The US President, Mr Barack Obama, will this week push hold-out senators to stop blocking his jobs bill, the White House said ahead of a three-day bus tour through states key to his 2012 re-election bid.
Mr Obama’s tour comes as Republicans and several moderate Democrats remain roadblocks to passing his $447-billion jobs plan in the Senate.
His armoured bus will spend three days cruising Virginia and North Carolina — traditionally southern, conservative territory, but states that he nudged into the Democratic column in his 2008 White House triumph.
At colleges, training centres, a fire station and a military base, Mr Obama is set to deliver speeches championing his efforts to boost the US economy and tamp down the stagnant 9.1 per cent unemployment, and slamming lawmakers who he says stand in the way of fixing it.
“In the public events that are scheduled for each day, the president will challenge Congress to get to work this week passing every element of the American Jobs Act, piece by piece,” Deputy White House press secretary, Mr John Earnest, told reporters in a conference call yesterday.
Senior White House officials have said they would work with Democrats in Congress to schedule the votes on parts of the bill, including an extension of payroll tax cuts and financing to keep public employees like teachers in work.
They hope to force Republicans into tough votes that will see the party’s lawmakers facing the prospect of voting against extending payroll taxes, tax hikes for the rich and money to help war veterans find work.

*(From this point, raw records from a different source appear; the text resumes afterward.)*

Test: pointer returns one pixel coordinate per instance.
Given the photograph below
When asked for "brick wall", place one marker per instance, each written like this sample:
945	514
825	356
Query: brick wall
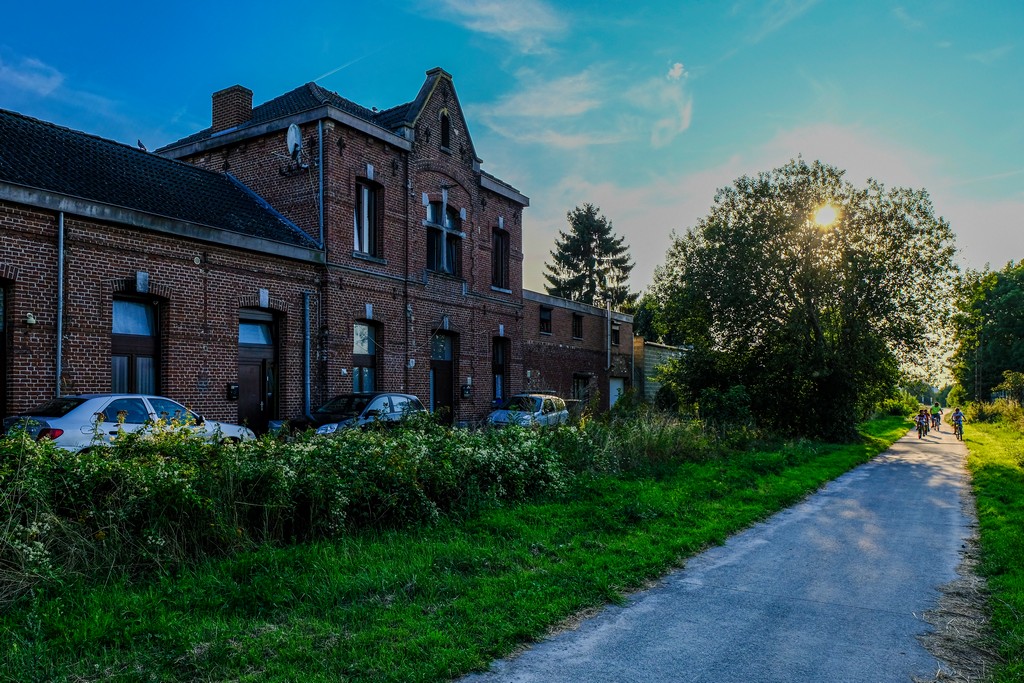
552	360
201	287
199	306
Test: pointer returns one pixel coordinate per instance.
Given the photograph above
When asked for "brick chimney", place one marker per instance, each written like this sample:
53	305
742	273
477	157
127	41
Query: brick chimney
231	107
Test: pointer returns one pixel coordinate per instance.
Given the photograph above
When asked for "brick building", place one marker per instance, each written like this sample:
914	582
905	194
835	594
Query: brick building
577	350
293	251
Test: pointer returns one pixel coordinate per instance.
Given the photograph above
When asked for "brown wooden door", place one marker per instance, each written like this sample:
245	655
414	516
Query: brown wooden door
255	409
257	372
442	376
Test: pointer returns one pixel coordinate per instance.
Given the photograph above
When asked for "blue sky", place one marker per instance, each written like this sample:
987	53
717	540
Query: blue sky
643	109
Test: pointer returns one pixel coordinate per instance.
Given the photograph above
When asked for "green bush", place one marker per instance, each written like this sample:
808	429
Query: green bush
902	404
162	498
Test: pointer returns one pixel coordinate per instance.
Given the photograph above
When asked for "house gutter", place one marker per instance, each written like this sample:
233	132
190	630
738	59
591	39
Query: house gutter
60	259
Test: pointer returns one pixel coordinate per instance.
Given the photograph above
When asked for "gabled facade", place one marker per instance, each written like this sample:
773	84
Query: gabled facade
293	251
423	262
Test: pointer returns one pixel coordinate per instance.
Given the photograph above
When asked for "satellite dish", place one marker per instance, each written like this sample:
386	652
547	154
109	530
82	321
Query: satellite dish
294	141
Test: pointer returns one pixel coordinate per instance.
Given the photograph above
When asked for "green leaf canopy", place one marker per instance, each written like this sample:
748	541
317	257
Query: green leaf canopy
813	319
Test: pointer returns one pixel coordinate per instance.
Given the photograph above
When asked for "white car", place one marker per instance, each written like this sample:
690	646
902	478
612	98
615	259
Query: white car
75	423
530	409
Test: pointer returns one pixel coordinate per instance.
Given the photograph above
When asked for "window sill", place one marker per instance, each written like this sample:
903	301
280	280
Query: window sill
369	257
445	275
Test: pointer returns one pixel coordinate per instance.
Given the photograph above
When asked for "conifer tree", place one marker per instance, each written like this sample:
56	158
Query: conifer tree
590	263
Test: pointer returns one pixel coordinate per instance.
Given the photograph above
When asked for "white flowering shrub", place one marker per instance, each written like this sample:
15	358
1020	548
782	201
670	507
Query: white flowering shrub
163	496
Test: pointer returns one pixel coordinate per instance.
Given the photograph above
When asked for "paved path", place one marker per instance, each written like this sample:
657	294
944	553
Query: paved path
829	590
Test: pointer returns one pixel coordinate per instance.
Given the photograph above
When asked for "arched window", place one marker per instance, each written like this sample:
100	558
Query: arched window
500	259
443	239
445	131
367	221
499	367
364	356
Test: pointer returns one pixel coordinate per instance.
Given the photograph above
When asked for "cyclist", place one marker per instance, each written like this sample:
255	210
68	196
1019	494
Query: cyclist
957	419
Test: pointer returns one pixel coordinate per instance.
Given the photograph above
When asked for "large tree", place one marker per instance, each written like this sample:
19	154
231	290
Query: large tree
989	330
807	292
590	264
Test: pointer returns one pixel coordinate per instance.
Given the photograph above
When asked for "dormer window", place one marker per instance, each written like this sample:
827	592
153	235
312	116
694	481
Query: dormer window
443	239
445	131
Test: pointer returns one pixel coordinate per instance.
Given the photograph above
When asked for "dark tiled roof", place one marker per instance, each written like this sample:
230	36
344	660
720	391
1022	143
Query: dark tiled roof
43	156
303	98
396	116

Part of their plan, said Mr Earnest, is to urge lawmakers to get behind a $35-billion proposal in the bill that would assist states and local communities to support “nearly 400,000 educators jobs nationwide, in addition to first responders, such as policemen and firefighters.”
Mr Obama will begin his tour today in Asheville, North Carolina — a city of 800,000 people at the foot of the Appalachian mountains, and a town where he has vacationed with his family.